ArcelorMittal Begins Work on Waste Gas Conversion Plant
06/11/2018 - ArcelorMittal and a Chicago-based company that has developed technology to transform industrial waste gases into ethanol have broken ground on a plant at the steelmaker’s facility in Ghent, Belgium.
"We are excited that after several years of research and engineering, we are now progressing with the largest project of its kind within the ArcelorMittal group. This is the first application of a viable new business case where reuse of carbon is possible at large scale.

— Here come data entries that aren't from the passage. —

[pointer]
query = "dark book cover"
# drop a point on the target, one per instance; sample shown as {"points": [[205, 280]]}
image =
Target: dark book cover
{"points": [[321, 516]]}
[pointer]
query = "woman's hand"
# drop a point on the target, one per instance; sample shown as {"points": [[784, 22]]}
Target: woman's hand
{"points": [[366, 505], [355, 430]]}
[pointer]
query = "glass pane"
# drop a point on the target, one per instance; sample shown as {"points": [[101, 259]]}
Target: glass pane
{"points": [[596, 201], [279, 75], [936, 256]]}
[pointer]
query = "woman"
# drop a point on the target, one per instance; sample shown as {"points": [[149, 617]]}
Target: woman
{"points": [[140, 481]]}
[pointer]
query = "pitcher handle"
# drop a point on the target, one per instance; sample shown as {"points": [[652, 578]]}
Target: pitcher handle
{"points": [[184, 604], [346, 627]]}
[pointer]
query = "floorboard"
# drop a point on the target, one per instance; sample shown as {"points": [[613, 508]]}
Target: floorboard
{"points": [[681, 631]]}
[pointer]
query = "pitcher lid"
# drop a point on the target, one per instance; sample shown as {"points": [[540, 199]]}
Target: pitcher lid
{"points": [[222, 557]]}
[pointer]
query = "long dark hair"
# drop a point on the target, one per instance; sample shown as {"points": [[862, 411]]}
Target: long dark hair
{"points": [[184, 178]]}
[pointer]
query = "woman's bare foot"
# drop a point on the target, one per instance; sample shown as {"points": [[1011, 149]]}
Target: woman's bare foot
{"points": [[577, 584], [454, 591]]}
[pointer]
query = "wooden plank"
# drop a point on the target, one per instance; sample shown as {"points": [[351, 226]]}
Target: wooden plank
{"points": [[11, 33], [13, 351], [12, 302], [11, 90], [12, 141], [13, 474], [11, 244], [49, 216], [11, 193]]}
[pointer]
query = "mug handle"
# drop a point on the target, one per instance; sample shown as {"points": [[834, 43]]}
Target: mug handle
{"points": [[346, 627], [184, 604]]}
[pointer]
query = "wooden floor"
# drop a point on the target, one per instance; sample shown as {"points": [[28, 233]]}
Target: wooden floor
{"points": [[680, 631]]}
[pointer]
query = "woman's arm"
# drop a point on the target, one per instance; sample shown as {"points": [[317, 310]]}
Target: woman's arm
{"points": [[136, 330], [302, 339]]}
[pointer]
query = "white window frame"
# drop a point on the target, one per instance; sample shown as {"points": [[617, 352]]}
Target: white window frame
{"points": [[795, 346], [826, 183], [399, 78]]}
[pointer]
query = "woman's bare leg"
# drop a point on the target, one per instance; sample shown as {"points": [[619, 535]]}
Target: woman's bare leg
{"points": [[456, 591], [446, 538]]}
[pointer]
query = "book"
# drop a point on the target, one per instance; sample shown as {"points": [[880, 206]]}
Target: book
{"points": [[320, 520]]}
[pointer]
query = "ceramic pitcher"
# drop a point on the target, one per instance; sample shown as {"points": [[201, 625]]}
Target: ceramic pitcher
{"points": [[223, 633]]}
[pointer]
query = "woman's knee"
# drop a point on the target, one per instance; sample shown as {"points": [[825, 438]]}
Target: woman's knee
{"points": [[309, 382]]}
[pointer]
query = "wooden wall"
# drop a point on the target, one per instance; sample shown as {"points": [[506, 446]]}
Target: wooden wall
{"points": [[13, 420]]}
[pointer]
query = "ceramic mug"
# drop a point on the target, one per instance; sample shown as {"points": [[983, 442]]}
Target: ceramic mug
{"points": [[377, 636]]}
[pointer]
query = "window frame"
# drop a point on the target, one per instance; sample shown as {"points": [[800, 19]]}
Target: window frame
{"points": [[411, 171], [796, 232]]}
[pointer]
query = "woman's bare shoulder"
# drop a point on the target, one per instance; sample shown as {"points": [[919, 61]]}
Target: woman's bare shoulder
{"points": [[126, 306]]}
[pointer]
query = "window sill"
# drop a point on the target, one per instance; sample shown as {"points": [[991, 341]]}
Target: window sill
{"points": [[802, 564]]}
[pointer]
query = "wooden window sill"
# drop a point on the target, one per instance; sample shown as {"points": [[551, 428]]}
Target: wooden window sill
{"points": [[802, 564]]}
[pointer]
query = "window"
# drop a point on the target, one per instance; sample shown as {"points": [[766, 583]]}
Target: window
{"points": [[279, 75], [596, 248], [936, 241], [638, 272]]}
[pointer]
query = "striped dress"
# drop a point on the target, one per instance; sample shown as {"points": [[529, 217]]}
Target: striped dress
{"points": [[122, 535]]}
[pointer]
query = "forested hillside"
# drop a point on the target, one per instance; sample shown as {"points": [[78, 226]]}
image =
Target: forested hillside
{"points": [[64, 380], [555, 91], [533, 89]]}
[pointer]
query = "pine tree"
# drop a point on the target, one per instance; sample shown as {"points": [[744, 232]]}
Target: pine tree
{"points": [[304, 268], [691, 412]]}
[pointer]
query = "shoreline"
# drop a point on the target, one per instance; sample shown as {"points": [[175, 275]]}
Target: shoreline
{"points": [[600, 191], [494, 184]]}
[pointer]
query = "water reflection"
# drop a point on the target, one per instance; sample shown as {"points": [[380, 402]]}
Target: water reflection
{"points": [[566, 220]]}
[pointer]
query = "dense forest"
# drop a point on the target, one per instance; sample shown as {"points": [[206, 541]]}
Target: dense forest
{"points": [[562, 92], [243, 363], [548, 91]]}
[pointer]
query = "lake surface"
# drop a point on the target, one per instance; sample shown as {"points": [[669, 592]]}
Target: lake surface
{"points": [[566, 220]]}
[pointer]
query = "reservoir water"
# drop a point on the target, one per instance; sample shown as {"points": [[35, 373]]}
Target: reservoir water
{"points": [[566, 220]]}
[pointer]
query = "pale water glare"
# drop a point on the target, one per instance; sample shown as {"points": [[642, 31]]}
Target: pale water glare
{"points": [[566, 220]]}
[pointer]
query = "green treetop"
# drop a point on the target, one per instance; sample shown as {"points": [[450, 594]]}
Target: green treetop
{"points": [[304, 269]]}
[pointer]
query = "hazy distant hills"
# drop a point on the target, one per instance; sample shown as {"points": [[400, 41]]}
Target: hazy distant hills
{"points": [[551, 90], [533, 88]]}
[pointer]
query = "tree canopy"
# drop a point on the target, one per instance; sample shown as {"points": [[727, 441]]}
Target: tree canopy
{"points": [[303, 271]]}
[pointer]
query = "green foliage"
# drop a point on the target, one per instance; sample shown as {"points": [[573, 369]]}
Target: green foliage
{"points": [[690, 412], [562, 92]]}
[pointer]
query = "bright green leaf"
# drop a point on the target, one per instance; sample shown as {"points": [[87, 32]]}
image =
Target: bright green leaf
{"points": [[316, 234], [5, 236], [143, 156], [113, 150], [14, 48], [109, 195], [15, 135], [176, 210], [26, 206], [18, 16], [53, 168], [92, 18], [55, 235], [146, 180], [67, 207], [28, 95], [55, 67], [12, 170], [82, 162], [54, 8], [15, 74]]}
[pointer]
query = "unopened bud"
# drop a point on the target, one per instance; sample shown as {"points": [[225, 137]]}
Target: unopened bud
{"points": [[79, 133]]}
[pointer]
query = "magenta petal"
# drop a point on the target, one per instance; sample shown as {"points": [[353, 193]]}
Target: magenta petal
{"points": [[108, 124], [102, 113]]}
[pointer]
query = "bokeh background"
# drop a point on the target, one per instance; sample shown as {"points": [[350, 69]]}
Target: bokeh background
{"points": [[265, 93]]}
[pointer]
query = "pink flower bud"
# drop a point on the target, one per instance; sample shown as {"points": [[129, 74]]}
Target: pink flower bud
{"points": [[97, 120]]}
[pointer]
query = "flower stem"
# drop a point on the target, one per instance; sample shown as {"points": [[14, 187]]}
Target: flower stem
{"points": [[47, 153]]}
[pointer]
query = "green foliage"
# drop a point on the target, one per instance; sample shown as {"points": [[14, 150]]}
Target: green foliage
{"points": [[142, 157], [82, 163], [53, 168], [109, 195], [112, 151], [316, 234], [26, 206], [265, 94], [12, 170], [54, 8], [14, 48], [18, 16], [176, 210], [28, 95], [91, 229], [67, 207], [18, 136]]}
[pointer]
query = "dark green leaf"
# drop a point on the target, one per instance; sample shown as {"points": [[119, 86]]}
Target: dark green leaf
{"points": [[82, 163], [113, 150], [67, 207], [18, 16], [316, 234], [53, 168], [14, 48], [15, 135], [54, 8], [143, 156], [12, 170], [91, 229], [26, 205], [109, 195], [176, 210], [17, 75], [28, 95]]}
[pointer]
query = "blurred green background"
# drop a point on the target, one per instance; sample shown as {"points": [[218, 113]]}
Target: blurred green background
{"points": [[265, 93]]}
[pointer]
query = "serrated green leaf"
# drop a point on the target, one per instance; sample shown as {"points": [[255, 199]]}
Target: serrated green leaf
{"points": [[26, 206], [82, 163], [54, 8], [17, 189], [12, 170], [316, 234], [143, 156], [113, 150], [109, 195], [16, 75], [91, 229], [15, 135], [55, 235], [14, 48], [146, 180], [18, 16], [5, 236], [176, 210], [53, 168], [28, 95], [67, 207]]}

We will achieve significant carbon reduction and we hope that this will lead us to a lower carbon economy," said Carl De Maré, ArcelorMittal’s vice president of technology strategy.
ArcelorMittal is working a company called LanzaTech, which has developed a process that uses microbes to convert waste gas into ethanol. ArcelorMittal said it expects the EUR150 million plant at its Ghent facility to produce 80 million liters (about 500,000 barrels) of ethanol per year. Commissioning is set for mid-2020.
Although the ArcelorMittal plant will be the first such facility in Europe, LanzaTech already has begun operating one in partnership with China’s Shougang Group. That plant, at the Shougang Jingtang Iron & Steel United mill in the Hebei province, started up on 3 May.